Parker, who wrote the story with Jean McGianni Celestin and directed the feature, stars as Turner, whose historically glossed over rebellion resulted in 55-65 white deaths, 100-200 black deaths, and Turner’s hanging.
“I couldn’t be more honored to tell the story of one of America’s greatest heroes,” Parker said earlier this year. “A man whose actions rocked the nation, further precipitating the Civil War and emancipation for Americans of African descent. Nat Turner’s rebellion and message of resistance not only compels us to stand in the face of iniquity but also shines light on a critical moment in our history.”The cast also includes Armie Hammer (The Social Network), Aja Naomi King (How to Get Away With Murder), Aunjanue Ellis (The Book of Negroes), Colman Domingo (Selma), Dwight Henry (12 Years a Slave), Roger Guenveur Smith (Empire State) and Gabrielle Union (Being Mary Jane). The recipient of a fellowship with the Sundance Institute Feature Film Program last year, The Birth of a Nation will premiere on January 25 at the 2016 Sundance Film Festival (January 21-31) in the U.S. Dramatic Competition category. The film was produced by Aaron L. Gilbert, Kevin Turen, Jason Michael Berman, Preston Holmes and Parker under Bron Studios, Phantom Four, Mandalay Pictures and Tiny Giant Prods. in association with Follow Through Prods., Infinity Entertainment and Creative Wealth Media Finance.
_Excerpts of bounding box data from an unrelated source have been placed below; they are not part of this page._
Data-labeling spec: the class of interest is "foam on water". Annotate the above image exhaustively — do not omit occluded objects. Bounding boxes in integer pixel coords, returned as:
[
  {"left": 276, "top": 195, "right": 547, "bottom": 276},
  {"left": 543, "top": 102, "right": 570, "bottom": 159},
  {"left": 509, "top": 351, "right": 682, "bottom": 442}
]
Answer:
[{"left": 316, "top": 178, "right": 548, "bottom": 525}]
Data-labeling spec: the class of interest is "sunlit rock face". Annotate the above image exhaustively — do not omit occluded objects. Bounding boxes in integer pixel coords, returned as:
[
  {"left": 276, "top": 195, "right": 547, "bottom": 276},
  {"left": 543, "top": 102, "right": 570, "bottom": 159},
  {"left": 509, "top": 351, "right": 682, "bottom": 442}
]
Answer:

David Goyer, Mike Novogratz, Michael Finley, Tony Parker, Jason Cloth, Jane Oster, Barb Lee, Carl Lindner, Derrick Brooks, Ryan and Jill Ahrens, Armin Tehrany and Mark Moran served as executive producers.
Until now, the most notable film project about Turner was Charles Burnett‘s 2003 documentary, Nat Turner: A Troublesome Property, which aired on PBS in 2004.